Earlier this week, data released by Treasury under a Freedom of Information request, were published in the media that showed Treasury predictions the Abbott Government’s budget measures were likely to hit lower income households harder than higher income households. In response, Treasurer Joe Hockey said “higher income households pay half their income in tax”. Check the facts below; no one is paying half their income in tax.
In making this claim, Mr Hockey has confused marginal tax rates with average tax rates.
Marginal tax rate is the amount of tax paid on each dollar earned over a tax bracket threshold. The income tax brackets and marginal tax rates for 2014-15, which apply from 1 July 2014, are listed in the table below.
|Taxable income||Tax on this income|
|$18,201–$37,000||19c for each $1 over $18,200|
|$37,001–$80,000||$3,572 plus 32.5c for each $1 over $37,000|
|$80,001–$180,000||$17,547 plus 37c for each $1 over $80,000|
|$180,001 and over||$54,547 plus 45c for each $1 over $180,000|
The top marginal tax rate is 45 cents in the dollar. This marginal tax rate is applied to incomes over $180,000 per year. It is not the tax rate paid on income up to $180,000.
When you add to this the 2% Medicare levy and 2% temporary budget repair levy, you get a marginal tax rate of 49%. This is presumably what Mr Hockey was referring to when he said higher income earners pay half their income in tax.
However, marginal rates of tax are not the same as average rates of tax.
Average tax rate is the ratio of tax paid divided by total income.
The tax paid on an income of $180,001 is $54,547 for the first $180,000 plus 45 cents for the additional dollar. The average tax rate is $54,547.45 divided by $180,001 which equals 30.3%. This excludes the Medicare levy and temporary budget repair levy.
The top one per cent of income earners in Australia based on tax data from 2011-12 would pay 39% of their income in tax based on the 2014-15 tax rates, including the two additional levies. This average tax rate is 10% below their marginal rate of tax.
The average tax rate is lower than the marginal tax rate.
Higher income households are defined by Treasury using disposable income, which takes into consideration any taxes paid and any government benefits received (i.e family tax benefit, pensions and Newstart). Household size is also accounted for. Treasury define a single person household with $57,000 in disposable income as higher income. A couple with two children with a disposable income of over $120,000 are defined as a higher income household.

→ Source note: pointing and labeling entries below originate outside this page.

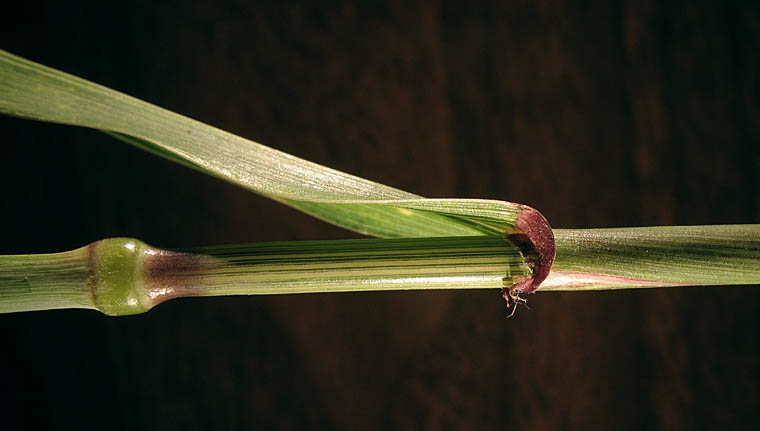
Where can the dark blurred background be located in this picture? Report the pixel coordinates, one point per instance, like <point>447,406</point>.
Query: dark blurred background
<point>596,113</point>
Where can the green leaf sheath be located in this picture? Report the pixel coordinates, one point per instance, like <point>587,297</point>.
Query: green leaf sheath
<point>30,90</point>
<point>440,243</point>
<point>123,276</point>
<point>598,259</point>
<point>45,281</point>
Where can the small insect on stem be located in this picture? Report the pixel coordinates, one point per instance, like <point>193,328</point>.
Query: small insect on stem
<point>512,296</point>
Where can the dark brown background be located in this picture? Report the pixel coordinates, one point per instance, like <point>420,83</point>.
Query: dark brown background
<point>597,114</point>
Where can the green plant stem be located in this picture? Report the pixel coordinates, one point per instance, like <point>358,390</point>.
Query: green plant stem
<point>124,276</point>
<point>624,258</point>
<point>45,281</point>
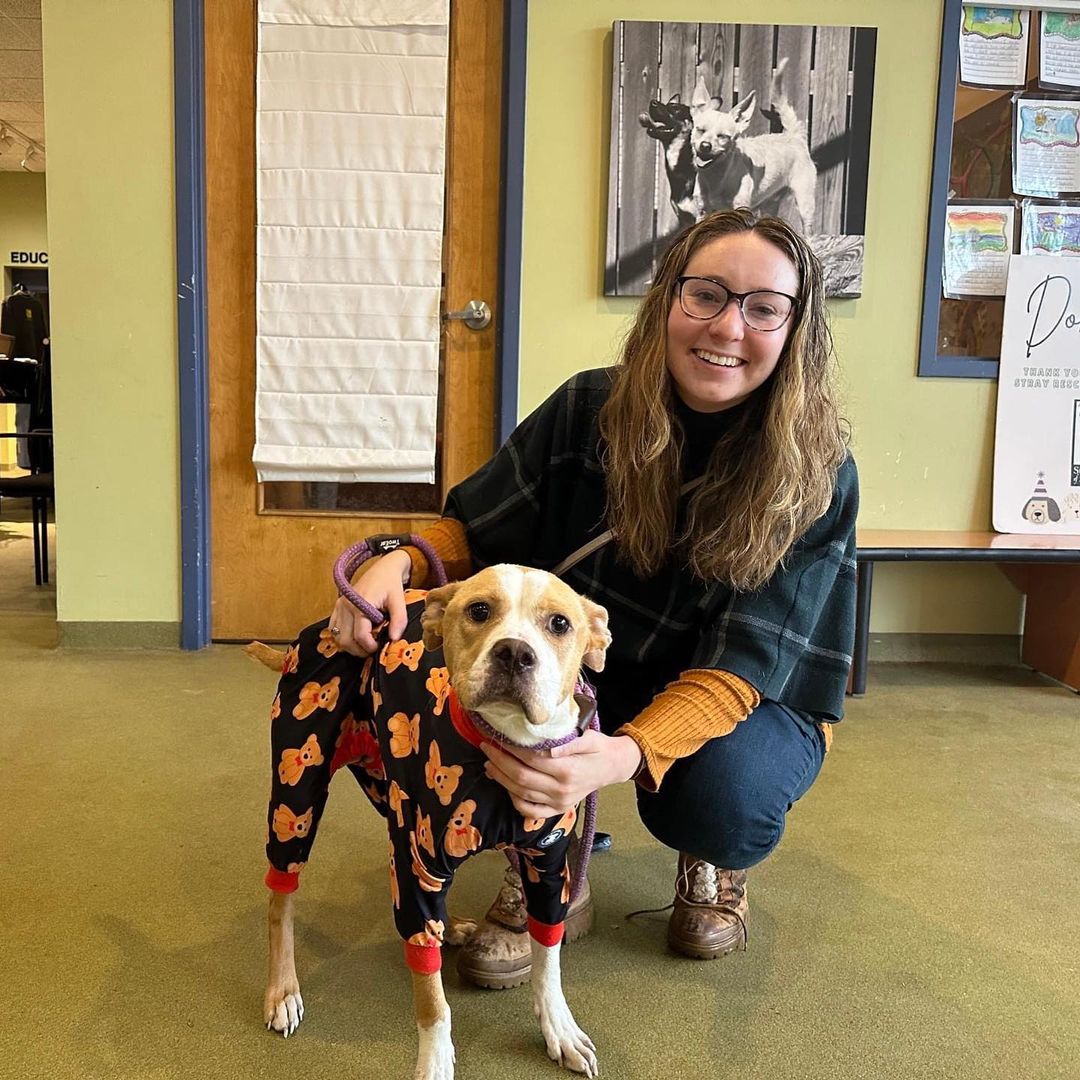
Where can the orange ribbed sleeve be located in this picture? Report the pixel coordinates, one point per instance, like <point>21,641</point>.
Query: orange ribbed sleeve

Tax data on individuals is available from the ATO. In the table below we have calculated the average tax paid for a number of different scenarios of what might be considered higher income. The percentage of income tax paid includes the Medicare levy and where applicable the temporary budget repair levy. We have used individual tax data because household’s disposable income is more difficult to obtain.
Percentage of income paid in tax
The table shows it doesn’t matter what definition you use for higher income, no one is paying half their income in tax.